Another method of implementation is through window.location.href, but this can cause user issues.
With the replace method, when a user clicks back, the browser will load the previous page - but with the href method, the browser will load and redirect the user back to the same page they were just trying to leave (as it's stored in the navigation history).
This causes a UX redirect loop/trap, leading the user to close the tab and have a negative experience with the website. For many popular headless platforms, like Gatsby, there are pre-built methods of handling and implementing redirects.
In Gatsby, you can install the gatsby-plugin-gatsby-cloud, and implement 1:1 redirects, wildcard redirects, and "splat" redirects.
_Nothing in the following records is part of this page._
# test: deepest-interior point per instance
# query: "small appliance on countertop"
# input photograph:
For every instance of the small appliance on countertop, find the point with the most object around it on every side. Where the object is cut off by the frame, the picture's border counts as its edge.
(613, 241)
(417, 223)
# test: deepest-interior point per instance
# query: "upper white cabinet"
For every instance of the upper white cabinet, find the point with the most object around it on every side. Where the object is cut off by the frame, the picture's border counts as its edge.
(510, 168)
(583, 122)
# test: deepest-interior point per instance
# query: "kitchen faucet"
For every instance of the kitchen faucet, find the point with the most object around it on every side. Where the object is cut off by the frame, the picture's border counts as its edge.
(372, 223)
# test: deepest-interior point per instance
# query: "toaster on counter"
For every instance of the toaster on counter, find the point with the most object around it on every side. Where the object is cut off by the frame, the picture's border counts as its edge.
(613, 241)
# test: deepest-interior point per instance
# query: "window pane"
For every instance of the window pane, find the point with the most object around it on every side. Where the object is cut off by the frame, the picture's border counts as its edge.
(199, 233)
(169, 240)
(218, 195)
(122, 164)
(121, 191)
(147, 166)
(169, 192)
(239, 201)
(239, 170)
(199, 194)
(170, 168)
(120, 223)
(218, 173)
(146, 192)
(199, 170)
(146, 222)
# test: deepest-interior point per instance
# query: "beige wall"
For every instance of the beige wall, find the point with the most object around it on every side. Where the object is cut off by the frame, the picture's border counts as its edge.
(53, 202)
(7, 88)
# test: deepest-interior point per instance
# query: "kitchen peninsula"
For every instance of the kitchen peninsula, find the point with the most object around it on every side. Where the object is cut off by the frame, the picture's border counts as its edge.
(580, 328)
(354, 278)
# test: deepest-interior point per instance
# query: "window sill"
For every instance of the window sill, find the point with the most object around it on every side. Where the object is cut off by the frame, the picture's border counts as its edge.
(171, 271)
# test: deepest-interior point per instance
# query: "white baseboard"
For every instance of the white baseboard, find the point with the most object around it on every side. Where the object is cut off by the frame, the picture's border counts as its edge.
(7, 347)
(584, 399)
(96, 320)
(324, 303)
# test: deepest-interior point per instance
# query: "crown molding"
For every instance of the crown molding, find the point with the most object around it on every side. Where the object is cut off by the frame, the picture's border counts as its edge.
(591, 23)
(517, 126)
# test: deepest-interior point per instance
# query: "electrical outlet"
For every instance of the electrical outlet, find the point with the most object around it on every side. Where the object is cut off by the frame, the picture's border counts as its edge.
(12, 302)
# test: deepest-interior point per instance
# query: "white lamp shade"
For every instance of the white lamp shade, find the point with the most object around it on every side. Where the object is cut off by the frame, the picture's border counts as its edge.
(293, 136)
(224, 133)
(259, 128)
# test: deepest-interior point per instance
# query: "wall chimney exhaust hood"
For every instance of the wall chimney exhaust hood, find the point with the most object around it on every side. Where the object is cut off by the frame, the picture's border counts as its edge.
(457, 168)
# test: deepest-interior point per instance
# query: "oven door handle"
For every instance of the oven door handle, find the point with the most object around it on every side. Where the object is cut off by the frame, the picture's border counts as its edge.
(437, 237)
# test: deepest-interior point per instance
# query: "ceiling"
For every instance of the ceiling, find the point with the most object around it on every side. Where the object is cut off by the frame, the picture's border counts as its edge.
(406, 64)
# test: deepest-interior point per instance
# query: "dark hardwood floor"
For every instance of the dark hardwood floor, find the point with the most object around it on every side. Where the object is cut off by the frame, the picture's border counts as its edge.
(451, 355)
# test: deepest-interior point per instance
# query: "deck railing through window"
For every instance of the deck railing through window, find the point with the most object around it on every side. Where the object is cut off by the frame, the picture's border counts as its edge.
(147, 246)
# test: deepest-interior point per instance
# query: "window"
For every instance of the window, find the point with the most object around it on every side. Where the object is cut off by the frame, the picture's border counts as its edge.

Similarly, popular headless CMSs like Jekyll and Strapi come with prebuilt modules and plugins to ease the implementation of redirects.
This ties in with another technical SEO favorite: rendering.
Depending on your setup, two things could happen:
- It will either be blank or result in a soft 404 error in Google Search Console.
- It will return the original page content, process it, and then begin to process it as "normal," which isn't ideal if you want that content to no longer be accessible.
- Remember that Google is stateless; any front-end redirects shouldn't rely on local storage or HTTP cookies (aka data persistence).
- Don't rely on user permissions to initiate the redirects, as Google declines user permission requests.
- Don't use fragment URLs.
- Reduce internal linking to the "original" URL and remove it from the XML sitemap, ensuring the new "destination" URL is there instead to give consistent signals to search engines.